Festivities of every year are marked by a zodiac animal. Everyone’s birth years fall in these zodiac animals. They are 12 in number – Rat, Ox, Tiger, Dragon, Snake, Horse, Goat, Monkey, Rooster, Dog, and Pig. This year is the year of the Ox.
As part of the tradition, dumplings are eaten to mark the new year as it represents wealth. It is said, the more a person eats the more money he is bound to get. Fish is also consumed on this auspicious day as its word in Chinese that sounds like the word ‘surplus.’
Nowruz (Iranian New Year) ( March 21, 2021)
Nowruz itself terms “New Day” in Persian. The Iranian and Zoroastrian communities celebrate the festival. Nowruz falls on the vernal equinox, i.e, March 21 every year.
The evening before Nowruz is called ‘Charshanbe Suri’ is celebrated in Iran where people come together around bonfires and burst firecrackers.
The evening before “Charshanbe Suri” is marked with a Halloween-like celebration on which people wear costumes and go to houses in the neighborhood, bang spoons against bowls or other utensils, and receive delicious snacks in return.
On the day of the festival, family and friends gather and decorate a ‘Haft-Sin’ table where they wait for the exact moment of March 21 when the new year starts.
Ugadi, Baisakhi, Puthandu, Poila Boishakh (April 2021)
As India is a fusion of culture, different states observe the New Year on different occasions. Ugadi or Gudi Padwa is celebrated in Andhra Pradesh, Telangana, Karnataka, and Maharashtra.

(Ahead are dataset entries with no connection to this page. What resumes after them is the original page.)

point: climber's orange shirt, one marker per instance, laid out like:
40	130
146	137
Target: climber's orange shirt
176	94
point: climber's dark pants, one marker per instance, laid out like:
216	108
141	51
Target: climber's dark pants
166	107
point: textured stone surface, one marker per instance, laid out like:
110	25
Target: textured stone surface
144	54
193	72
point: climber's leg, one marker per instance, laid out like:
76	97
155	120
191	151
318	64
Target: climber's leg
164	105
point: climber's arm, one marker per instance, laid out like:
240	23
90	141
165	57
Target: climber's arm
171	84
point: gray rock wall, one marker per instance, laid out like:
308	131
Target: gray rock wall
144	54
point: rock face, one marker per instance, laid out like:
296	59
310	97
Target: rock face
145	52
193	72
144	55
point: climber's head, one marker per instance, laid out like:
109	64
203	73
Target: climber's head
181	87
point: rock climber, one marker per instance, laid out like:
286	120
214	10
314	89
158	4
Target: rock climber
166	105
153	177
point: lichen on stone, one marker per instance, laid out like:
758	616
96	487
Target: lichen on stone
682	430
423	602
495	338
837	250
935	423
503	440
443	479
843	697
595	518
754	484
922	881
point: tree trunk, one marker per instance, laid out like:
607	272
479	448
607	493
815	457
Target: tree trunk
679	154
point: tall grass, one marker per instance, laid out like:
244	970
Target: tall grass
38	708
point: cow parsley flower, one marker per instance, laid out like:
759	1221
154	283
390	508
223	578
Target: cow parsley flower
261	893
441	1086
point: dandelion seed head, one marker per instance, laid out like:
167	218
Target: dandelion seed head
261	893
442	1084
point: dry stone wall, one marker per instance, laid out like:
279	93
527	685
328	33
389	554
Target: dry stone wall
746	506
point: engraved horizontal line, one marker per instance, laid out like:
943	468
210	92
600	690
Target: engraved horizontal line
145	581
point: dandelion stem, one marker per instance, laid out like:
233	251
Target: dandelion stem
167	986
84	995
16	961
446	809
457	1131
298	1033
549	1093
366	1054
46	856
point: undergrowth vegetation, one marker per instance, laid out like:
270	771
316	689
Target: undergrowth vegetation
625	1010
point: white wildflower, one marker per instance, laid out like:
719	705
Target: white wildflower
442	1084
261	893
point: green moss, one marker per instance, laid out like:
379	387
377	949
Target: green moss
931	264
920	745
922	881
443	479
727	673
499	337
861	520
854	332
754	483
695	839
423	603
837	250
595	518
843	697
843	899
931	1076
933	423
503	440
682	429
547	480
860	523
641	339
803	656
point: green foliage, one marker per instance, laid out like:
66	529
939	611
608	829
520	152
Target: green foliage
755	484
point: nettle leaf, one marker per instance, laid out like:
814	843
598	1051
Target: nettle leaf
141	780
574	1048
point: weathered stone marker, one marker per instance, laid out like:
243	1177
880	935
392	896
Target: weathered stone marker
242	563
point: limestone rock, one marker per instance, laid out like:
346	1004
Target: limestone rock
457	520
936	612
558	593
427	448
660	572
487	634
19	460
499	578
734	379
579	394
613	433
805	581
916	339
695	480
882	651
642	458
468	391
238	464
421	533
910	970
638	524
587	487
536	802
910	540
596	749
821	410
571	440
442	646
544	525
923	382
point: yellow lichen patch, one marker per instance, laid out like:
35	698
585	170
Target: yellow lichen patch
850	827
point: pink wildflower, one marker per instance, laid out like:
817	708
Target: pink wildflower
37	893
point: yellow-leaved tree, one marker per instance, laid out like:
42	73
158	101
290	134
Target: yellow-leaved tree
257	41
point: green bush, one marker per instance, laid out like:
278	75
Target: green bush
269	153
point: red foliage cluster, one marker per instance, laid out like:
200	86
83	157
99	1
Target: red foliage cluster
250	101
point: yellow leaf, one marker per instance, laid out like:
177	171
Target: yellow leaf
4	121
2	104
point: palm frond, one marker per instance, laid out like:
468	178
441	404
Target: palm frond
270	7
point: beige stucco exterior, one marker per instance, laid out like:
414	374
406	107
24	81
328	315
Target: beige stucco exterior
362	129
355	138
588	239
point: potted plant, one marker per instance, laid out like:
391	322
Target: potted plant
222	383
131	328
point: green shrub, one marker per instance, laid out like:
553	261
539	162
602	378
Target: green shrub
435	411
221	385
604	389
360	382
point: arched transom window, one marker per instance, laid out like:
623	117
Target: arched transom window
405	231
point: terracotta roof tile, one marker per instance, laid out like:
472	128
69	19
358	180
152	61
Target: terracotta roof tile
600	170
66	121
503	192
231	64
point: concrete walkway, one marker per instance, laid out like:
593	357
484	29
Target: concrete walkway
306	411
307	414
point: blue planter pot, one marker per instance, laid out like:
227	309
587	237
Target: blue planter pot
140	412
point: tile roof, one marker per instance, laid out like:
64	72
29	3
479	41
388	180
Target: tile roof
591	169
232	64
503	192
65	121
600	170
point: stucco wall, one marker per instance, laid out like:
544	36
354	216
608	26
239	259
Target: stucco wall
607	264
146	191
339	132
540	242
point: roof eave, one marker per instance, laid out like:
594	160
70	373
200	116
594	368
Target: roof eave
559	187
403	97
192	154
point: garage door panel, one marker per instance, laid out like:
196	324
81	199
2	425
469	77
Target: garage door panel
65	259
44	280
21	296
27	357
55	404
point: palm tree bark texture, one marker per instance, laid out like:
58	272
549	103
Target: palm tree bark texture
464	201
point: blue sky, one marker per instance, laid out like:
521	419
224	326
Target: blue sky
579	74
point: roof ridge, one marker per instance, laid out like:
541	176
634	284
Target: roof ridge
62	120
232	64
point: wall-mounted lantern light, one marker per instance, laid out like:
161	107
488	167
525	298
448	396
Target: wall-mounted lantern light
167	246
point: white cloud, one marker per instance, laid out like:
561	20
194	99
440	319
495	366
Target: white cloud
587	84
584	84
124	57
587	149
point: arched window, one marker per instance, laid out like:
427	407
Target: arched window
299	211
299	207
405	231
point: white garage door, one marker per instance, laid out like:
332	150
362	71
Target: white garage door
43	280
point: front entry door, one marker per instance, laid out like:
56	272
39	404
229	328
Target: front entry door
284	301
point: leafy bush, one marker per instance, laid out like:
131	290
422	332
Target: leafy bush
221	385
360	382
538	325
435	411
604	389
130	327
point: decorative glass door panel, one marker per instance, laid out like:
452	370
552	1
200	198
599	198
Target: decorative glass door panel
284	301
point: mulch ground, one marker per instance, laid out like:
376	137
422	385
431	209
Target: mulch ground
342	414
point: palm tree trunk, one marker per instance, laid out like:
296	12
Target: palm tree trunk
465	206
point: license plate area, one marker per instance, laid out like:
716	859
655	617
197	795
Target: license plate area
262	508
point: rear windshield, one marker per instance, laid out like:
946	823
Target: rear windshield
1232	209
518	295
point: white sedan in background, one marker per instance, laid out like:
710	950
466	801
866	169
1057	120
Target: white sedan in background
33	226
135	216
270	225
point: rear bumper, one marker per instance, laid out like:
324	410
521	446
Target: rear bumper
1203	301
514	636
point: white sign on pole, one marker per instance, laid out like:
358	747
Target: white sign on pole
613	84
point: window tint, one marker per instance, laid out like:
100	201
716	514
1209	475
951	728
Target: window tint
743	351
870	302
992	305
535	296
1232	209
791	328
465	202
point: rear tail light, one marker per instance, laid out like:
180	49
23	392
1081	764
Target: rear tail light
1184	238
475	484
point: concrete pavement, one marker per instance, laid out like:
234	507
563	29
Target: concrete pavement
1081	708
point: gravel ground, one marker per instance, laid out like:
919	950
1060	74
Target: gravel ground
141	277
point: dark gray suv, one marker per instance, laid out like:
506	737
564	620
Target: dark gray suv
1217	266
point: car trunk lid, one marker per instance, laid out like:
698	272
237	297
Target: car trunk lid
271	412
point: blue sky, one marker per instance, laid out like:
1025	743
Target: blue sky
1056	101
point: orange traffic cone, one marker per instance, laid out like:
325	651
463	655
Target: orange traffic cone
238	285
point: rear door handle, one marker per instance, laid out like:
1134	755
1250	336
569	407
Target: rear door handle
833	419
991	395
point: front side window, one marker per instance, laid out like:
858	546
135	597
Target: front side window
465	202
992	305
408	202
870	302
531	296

In 2021 it will fall on April 13.
Baisakhi which is celebrated by the Sikh community will fall on April 14 this year and is marked after the harvesting season.
Puthandu, which is the Tamil New Year is also observed on the same day as Baisakhi, same Poila Baishakh, the Bengali new year.
Many others that are also observed around the same days are Vishu in Kerala, Pana Sankranti in Odisha, Rongali Bihu in Assam, etc.
Aluth Avurudda (Sinhalese New Year) (April 14, 2021)
As Sri Lanka has both Tamil and Sinhalese influence, April 14 calls for a double celebration in the country. ‘Aluth Avurudda’, Sinhalese New Year coincides with Tamil New Year Puthandu.
Unlike the midnight marking the New Year, the Sinhalese counterpart depends on astrological calculations to determine the timings of the New Year.
As part of the culture, houses are cleaned and an oil lamp is lit in the evening. Family gatherings and delicious good home-cooked meals are the common sights of the festival.
Islamic New Year (August 9 and 10, 2021)
The Islamic New Year has marked on the first day of the Islamic month Muharram, which marks the beginning of the Islamic Lunar calendar. They look for the crescent moon which symbolizes the beginning of the month. Unlike other New Year celebrations, this day is observed quietly and special prayers are done in mosques.